Unfortunately, the legal regimes of most countries do not mandate a revelation of true drug costs. Unless we have this data, we will never know whether drug makers are undercompensated, overcompensated, or fairly compensated. Granted, such a methodology may be subject to contest (particularly around the inclusion of the costs of R&D failure), but surely we can begin somewhere, without making the perfect the enemy of the good.
Given their excessive profits year after year, the prevalent perception is that big pharma is being overcompensated. Till such time as these drug companies are transparent about their costs and profits, India should use this perception in its favour, coming down on the side of public health and affordable medication, wherever possible.

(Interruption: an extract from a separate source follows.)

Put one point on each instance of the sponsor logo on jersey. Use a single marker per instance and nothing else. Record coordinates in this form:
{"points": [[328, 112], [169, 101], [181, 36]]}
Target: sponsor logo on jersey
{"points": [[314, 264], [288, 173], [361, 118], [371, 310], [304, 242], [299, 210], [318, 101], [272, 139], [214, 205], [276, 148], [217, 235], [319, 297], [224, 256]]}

In the past, I’ve recommended an investment protection model for incentivizing drug innovation, noting that drug originators must mandatorily submit their costs in order to merit market protection till they recoup these along with a rate of profit commensurate with the health impact of the drug. Will we see a shift to such a model soon? Only time will tell. In the meantime, drug costs will continue to remain an enigma.
ps: Due credit to Prof Fred Abbot, who first used the term “enduring enigma” for one of his terrific pieces on TRIPS.